The plaintiffs total 148 people, with the claim amounting to approximately 226.8 million KRW. This sum combines 197.2 million KRW in property damages caused by purchases and subscription service payments, and 29.6 million KRW in consolation damages claimed at 200,000 KRW per victim. The Merge Point victims stated, “(Merge Plus) issued gift certificates worth hundreds of billions to trillions of won without the ability to redeem them,” and “We claim damages for illegal acts caused by fraudulent sales of gift certificates and for property and mental damages due to unilateral non-performance of services.”
On the 17th, lead attorney Kang Dong-won also submitted the complaint at the Seoul Central District Court in Seocho-gu, Seoul, stating, “Merge Plus and Merge Support show many signs of a Ponzi scheme,” and “If they sold despite having no funds from the start or running out of funds at some point, it is fraud and a civil tort.”

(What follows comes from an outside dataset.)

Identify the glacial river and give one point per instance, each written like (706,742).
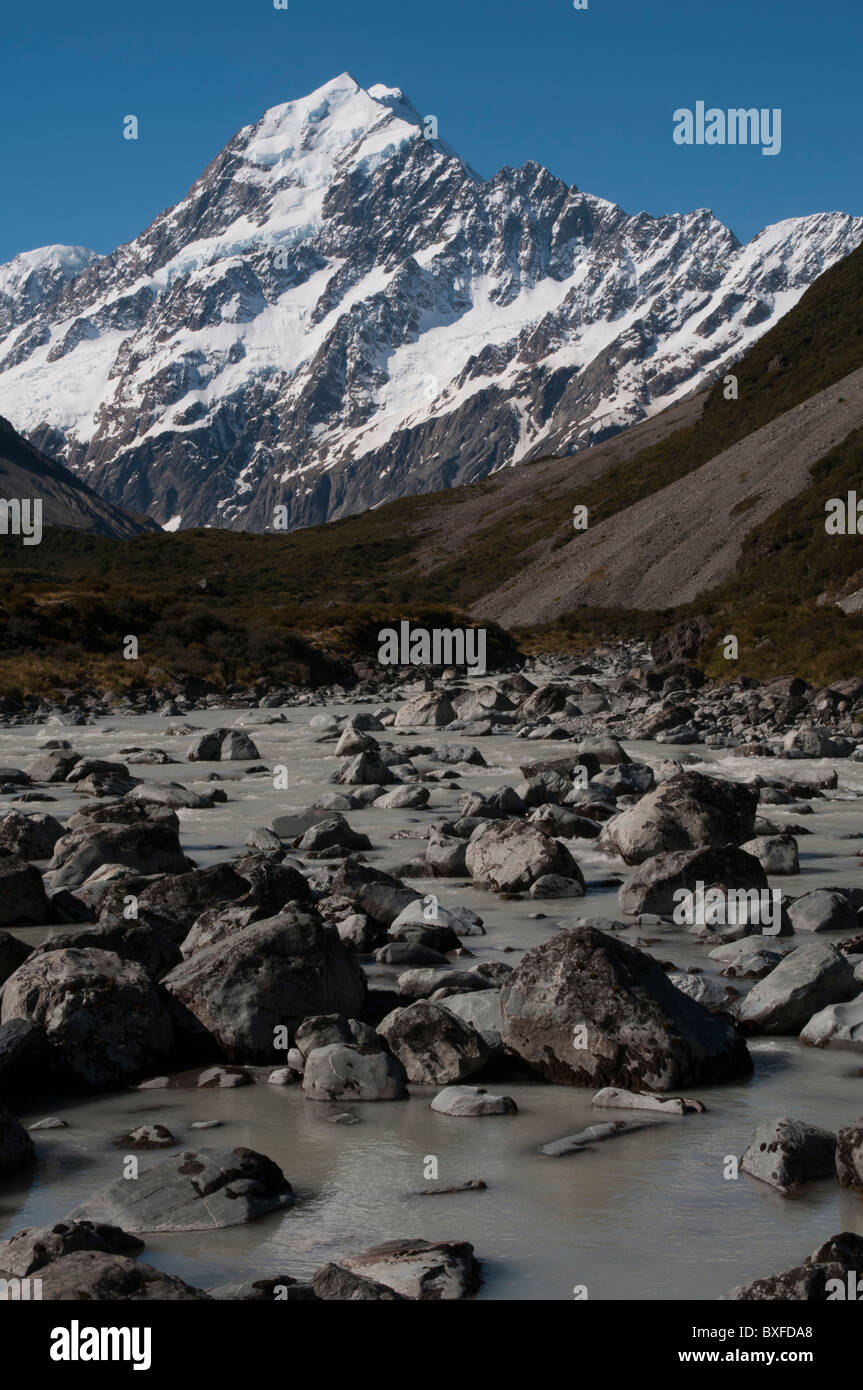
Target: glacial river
(645,1216)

Merge Consumers "Purchase Inducement" vs Telecommunication Sales Intermediaries "No Negligence"
Regarding the inclusion of telecommunication sales intermediaries as defendants, it was argued that “Gift certificates are a type of debt that must inevitably be redeemed after a certain period,” and “There is an obligation to verify whether Merge Plus had the creditworthiness and lawful business structure to bear such debt.” Furthermore, “We intend to hold them accountable for inducing purchases through aggressive marketing and hot deal policies, contributing to the expansion of damages,” they added.

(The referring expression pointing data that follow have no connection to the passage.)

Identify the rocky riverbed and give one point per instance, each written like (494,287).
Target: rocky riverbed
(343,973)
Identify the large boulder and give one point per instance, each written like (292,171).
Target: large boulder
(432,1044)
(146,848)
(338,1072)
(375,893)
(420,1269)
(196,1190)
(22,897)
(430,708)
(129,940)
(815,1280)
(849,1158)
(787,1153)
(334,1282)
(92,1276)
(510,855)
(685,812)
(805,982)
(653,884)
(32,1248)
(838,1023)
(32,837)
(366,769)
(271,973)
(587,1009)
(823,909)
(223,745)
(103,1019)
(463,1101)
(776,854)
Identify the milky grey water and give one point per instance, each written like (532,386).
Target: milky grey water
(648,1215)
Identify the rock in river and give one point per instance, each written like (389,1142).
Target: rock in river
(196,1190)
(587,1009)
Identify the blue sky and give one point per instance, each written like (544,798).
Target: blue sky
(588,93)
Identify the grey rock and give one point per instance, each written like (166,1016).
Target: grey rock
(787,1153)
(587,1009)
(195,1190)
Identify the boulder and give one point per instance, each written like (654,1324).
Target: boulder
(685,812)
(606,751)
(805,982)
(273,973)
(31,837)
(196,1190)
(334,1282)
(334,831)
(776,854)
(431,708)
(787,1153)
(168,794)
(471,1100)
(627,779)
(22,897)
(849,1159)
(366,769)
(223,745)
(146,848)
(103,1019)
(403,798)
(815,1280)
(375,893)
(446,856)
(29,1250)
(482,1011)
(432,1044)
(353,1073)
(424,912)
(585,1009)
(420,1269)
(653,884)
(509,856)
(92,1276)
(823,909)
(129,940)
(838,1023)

In court, the plan is to apply the civil legal principle of ‘joint tort liability’ to the telecommunication sales intermediaries. Joint tort liability applies when multiple parties cause damage to others. Even without prior conspiracy or intent, responsibility is recognized if there is negligence or aiding and abetting. Particularly, by holding telecommunication sales intermediaries accountable, it is explained that situations where victims win against Merge Plus but cannot recover money can be prevented.
The e-commerce companies maintain that they bear no negligence in the Merge Point incident. They argue that under current law, their role was mediation, not sales, and that there were limits to verifying other companies at the individual corporate level. A representative from an e-commerce company stated, “The operational department asked Merge Point about the Electronic Financial Transactions Act early in the sales process and heard that discussions with financial authorities were ongoing,” emphasizing, “If the contract terms were violated, we would rather sue Merge Plus.”